The Queen went back to Buckingham Palace, where she will spend her last night.

Her Majesty’s coffin has lain in St Giles’ Cathedral in Edinburgh for the past 24 hours and 26,000 people have marched past her body to pay their respects.

It is now being flown to Edinburgh Airport, from where it will be flown to RAF Northolt outside London, escorted by Anne, the Princess Royal, and her husband, Vice Admiral Sir Timothy Lawrence, aboard a RAF Globemaster C-17.

King Charles will be waiting to meet the royal hearse as soon as he returns to Buckingham Palace. He will be joined by Queen Consort Camilla, as well as Prince William and his wife, the new Princess of Wales.

Thousands of people filled the streets of Edinburgh as Her Majesty’s coffin, wrapped in the Royal Standard, left St Giles’ Cathedral.

Solemn mourners applauded as the pallbearers placed the coffin in the royal hearse before the cortege slowly drove out of the city.

The roads on the way to the airport were jammed with well-wishers hoping to catch a glimpse of the Queen’s coffin.

More crowds of people will be waiting for Her Majesty when she later enters London.

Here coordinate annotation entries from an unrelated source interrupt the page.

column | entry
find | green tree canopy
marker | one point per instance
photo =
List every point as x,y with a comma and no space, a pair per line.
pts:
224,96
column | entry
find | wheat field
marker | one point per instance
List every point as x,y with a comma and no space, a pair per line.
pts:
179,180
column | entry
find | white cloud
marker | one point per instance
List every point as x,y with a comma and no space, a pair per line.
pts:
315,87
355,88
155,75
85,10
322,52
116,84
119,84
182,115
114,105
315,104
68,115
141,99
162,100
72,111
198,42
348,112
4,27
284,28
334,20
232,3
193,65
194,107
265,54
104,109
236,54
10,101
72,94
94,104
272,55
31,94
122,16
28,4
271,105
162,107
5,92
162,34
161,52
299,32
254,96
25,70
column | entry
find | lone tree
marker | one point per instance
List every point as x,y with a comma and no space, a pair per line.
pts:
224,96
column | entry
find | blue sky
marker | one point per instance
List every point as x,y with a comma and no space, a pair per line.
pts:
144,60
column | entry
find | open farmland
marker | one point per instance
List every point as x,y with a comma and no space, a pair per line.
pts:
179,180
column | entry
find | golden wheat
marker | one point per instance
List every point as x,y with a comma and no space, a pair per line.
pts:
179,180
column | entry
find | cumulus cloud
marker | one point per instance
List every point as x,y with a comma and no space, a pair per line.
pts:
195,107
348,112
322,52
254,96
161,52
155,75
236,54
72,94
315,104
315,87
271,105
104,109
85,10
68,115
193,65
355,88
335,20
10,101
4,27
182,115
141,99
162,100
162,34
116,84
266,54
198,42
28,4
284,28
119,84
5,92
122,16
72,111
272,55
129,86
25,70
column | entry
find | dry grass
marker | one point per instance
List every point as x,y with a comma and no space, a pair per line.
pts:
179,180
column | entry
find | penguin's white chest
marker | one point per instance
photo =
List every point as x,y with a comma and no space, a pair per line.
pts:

The Queen’s coffin will be placed in Buckingham Palace’s Battle Room overnight before moving to Westminster Hall on Wednesday afternoon (UK time).

Members of the public will then be allowed to visit the Queen’s coffin, as it has been in its condition for more than four days.

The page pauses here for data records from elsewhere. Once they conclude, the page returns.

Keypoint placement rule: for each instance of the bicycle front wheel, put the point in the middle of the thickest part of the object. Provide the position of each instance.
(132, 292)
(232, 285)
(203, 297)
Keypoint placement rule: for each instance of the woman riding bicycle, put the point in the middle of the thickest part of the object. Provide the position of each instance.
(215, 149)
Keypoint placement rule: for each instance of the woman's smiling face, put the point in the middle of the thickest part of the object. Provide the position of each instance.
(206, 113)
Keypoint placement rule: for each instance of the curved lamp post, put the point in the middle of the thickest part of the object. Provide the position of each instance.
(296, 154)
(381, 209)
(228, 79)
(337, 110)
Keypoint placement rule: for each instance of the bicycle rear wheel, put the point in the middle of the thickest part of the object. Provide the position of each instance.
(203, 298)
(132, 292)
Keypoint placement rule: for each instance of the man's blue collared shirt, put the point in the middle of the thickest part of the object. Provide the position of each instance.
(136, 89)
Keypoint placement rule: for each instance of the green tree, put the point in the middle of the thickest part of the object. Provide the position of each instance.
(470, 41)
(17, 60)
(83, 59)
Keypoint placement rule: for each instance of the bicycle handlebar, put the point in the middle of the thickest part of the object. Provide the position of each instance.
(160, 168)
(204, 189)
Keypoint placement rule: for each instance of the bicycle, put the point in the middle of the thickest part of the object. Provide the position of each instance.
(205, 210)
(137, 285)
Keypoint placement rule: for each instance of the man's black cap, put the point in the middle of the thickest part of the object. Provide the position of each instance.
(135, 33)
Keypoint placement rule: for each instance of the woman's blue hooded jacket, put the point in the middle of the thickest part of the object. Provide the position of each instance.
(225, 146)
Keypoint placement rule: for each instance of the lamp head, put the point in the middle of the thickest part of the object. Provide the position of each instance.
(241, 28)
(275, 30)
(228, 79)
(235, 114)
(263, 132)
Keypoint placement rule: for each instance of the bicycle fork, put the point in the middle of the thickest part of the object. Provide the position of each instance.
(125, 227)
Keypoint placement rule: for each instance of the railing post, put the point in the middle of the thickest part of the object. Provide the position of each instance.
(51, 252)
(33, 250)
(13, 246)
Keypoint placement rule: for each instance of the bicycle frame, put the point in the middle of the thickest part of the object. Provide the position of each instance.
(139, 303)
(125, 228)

More than a million people are expected to walk past the body of the late monarch, and visitors are allowed 24 hours a day.

As part of what could be the largest security operation in Britain’s history, police will check bags and force people to move while they queue up to 35 hours to look at the late monarch’s coffin.

Charles’ historic visit

King Charles spent Tuesday in Northern Ireland, flying in from Edinburgh in the morning (UK time).

The new sovereign met well-wishers, including a corgi named Connie, near Hillsborough Castle, home of the royal family in Northern Ireland.

He met with leaders across politically divided Northern Ireland before delivering a poignant speech about following his late mother’s “brilliant example”.

“On behalf of my entire family, I can only express my most sincere thanks for your condolences,” he told those gathered at the castle.

“Today I am here in a time of great personal tribulation as we commemorate the death of my beloved mother after a life most dedicated to the duty to which she was called.

“It is appropriate that we should meet at Hillsborough, which my mother knew so well and in whose beautiful rose garden she always took such pleasure.

“In the years since she began her long life in public service, my mother has seen Northern Ireland undergo important and historic changes.

“All these years she did not stop praying for better times for this place and for its inhabitants, whose stories she knew, whose sorrows our family experienced and for whom she had great affection and respect.

“My mother felt deeply, I know, the significance of the role she herself played in uniting those whom history had separated and in reaching out her hand to make possible the healing of old wounds.

“At the very beginning of her service, the Queen made a promise to dedicate herself to her country and her people and uphold the principles of constitutional government.

“She kept that promise with unshakable faith. Now, with this brilliant example before me, and with the help of God, I enter upon my new duties with a determination to promote the well-being of all the inhabitants of Northern Ireland.

“During my mother’s reign, it was a privilege to witness such a devoted life. May it be granted to all of us to fulfill the tasks before us so well.”

He also attended a reflection service at St Anne’s Cathedral and met with royal fans in central Belfast before flying back to London.